Toku is currently getting into a scale-up mode. We want to continue creating momentum for our products in the APAC regions and helping customers with their communications needs. As we build the Operations foundation, we are looking for an experienced System Engineer who can help enhance and maintain our hardware and software. Want to be part of our journey?
What would you be doing?
The Cloud Solutions Specialist is responsible for the configuration, reliability, and efficiency of cloud systems. He optimizes the capacity and performance of infrastructure, using knowledge of coding and scripting to automate recurring tasks, elimination of issues and enable scalable and distributed systems. He also supports system installation and upgrades, performs continuous infrastructure monitoring, and ensures security and compliance in leveraging cloud platforms.

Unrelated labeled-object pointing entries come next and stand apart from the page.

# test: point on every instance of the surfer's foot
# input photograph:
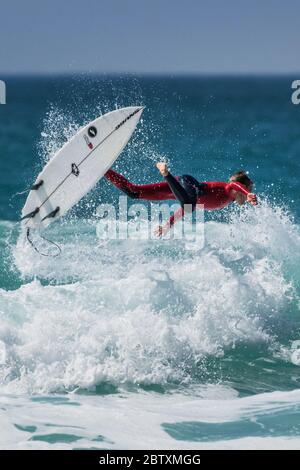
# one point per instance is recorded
(162, 168)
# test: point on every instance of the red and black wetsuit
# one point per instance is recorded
(186, 189)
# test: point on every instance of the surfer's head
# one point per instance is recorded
(242, 177)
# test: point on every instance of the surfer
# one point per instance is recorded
(188, 191)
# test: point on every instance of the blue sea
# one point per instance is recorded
(123, 344)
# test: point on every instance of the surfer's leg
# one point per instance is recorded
(151, 192)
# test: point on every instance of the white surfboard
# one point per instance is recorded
(78, 165)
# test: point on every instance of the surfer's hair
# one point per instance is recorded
(242, 177)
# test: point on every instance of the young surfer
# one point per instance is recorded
(188, 191)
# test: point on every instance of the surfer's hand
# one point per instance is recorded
(160, 231)
(162, 168)
(252, 199)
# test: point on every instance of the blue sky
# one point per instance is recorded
(149, 36)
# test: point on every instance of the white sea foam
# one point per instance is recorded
(143, 312)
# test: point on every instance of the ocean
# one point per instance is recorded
(124, 344)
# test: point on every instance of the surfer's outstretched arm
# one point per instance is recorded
(150, 192)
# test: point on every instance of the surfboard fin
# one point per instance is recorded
(36, 186)
(31, 214)
(52, 214)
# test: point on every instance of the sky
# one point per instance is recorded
(149, 36)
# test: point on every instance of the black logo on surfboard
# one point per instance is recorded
(75, 169)
(92, 131)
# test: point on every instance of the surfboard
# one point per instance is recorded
(78, 166)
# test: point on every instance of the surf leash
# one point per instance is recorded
(59, 250)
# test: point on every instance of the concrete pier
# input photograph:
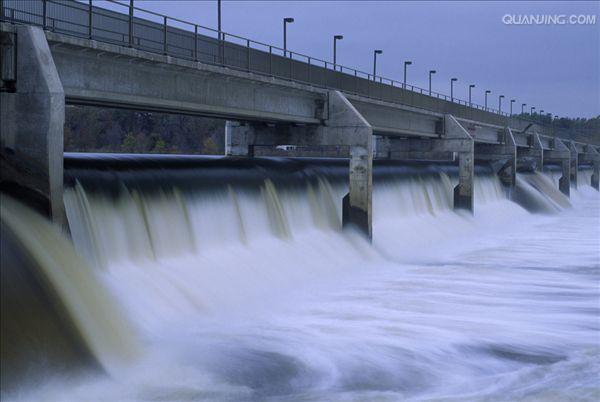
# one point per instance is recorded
(453, 142)
(574, 165)
(502, 157)
(344, 128)
(562, 155)
(591, 155)
(533, 152)
(458, 140)
(31, 133)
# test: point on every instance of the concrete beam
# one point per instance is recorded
(459, 139)
(562, 155)
(503, 156)
(591, 155)
(345, 127)
(101, 74)
(574, 164)
(31, 132)
(534, 152)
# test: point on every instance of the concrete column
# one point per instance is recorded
(239, 139)
(564, 183)
(502, 157)
(464, 145)
(596, 174)
(31, 132)
(574, 165)
(344, 128)
(533, 155)
(561, 154)
(345, 125)
(590, 155)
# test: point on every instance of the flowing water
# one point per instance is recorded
(238, 284)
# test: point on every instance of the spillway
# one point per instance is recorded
(232, 279)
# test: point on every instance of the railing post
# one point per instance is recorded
(221, 49)
(90, 11)
(271, 60)
(44, 13)
(130, 23)
(195, 42)
(165, 35)
(248, 54)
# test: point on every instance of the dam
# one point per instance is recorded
(357, 241)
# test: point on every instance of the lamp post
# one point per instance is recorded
(219, 18)
(335, 39)
(470, 88)
(130, 23)
(375, 53)
(406, 64)
(431, 72)
(452, 80)
(287, 20)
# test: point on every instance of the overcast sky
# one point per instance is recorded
(552, 67)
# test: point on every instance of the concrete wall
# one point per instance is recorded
(31, 133)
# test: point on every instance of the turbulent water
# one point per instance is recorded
(249, 290)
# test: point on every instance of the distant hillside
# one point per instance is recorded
(91, 129)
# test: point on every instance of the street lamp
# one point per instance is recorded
(219, 18)
(375, 53)
(452, 80)
(430, 73)
(406, 64)
(287, 20)
(335, 39)
(470, 88)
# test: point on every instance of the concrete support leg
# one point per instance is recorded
(345, 125)
(574, 165)
(561, 154)
(239, 139)
(564, 183)
(502, 157)
(596, 174)
(31, 132)
(533, 155)
(343, 129)
(591, 155)
(457, 135)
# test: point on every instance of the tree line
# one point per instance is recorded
(92, 129)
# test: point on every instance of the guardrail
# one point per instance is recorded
(149, 31)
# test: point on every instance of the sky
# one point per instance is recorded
(552, 67)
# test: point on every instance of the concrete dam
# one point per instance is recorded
(358, 241)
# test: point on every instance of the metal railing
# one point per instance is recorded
(149, 31)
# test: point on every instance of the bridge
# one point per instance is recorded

He possesses a high level of proficiency in scripting and programming languages. He is familiar with cloud platforms, scaling, and management of IT infrastructure. He works well with a variety of internal and external stakeholders. He can work on an on-call and shift basis, with the ability to prioritize effectively and operate under pressure.
The Cloud Solutions Specialist enjoys hands-on problem-solving and is driven by investigating challenging and complex problems. He is a resourceful and self-directed individual who performs independently with minimal guidance. He is also an analytical thinker who demonstrates strong interpersonal skills in cross-team collaboration.
What would you be responsible for:
- Develop processes and standards for system or application reliability in areas of availability, performance, latency, capacity, emergency response, capacity planning, change management, security, and monitoring
- Translate business needs into cloud architectural requirements
- Design scalable, robust systems using cloud architecture
- Create procedures and documentation for site reliability and incident management
- Build and run large-scale, massively distributed, and fault-tolerant systems
- Perform provisioning of cloud resources
- Configure infrastructure environment for software development and prototyping
- Conduct pre-deployment testing of systems to ensure reliability and scalability
- Implement operational cost control mechanisms for cloud infrastructure
- Identify and resolve deployment issues
- Patch and update systems for bugfixes and address security vulnerabilities
- Oversee configuration of operational systems to ensure alignment with technical and security requirements
- Conduct measurement and monitoring of overall performance, system health, system availability, and latency
- Provide proactive updates or alerts on infrastructure availability to relevant stakeholders
- Address gaps in performance or availability based on identified metrics
- Carry out testing and release procedures to ensure the rigour of infrastructure and services
- Resolve service operation issues and prevent recurrences
- Perform regular tuning of infrastructure and services
- Conduct capacity planning for cloud infrastructure and systems performance analysis
- Identify opportunities to enhance operational workflows, systems, and processes through automated deployment
We would love to hear from you if you have:
- Bachelor’s degree in Computer Science, Information Systems or a related field
- In-depth knowledge of Linux: RedHat, CentOS, Debian, Amazon Linux, etc; Windows Server 2019
- Experience with cloud services (AWS, Microsoft Azure)
- Experience with Oracle, MySQL and MS SQL Server a plus
- Experience in Docker and Kubernetes
- Expert in Shell, Perl, Python scripting, automation tools like Terraform and Ansible
- Solid knowledge of protocols such as DNS, HTTP, LDAP, SMTP, and SNMP
- Managing servers virtualization technologies like VMWare, KVM, or Microsoft Hyper-V
- Additional Linux certifications (RHCT, RHCE, etc) and Microsoft certifications will be considered an advantage
- Strong problem solving, communication, and documentation skills
- Must be organized, flexible, and able to adapt to a rapidly changing environment
- Positive, self-motivated individual who can complete tasks independently
- Ability to create and maintain strong working relationships with colleagues and customers
- Ability to work to tight deadlines under pressure
What would you get?
- Flexible working locations
- Training and Development
- Discretionary Yearly Bonus & Salary Review
- Healthcare Coverage based on location
- 20 days Paid Annual Leave (excluding Bank holidays)
If you would love to experience working in a start-up growing at an accelerated speed, and you think you tick most of the requirements, join us!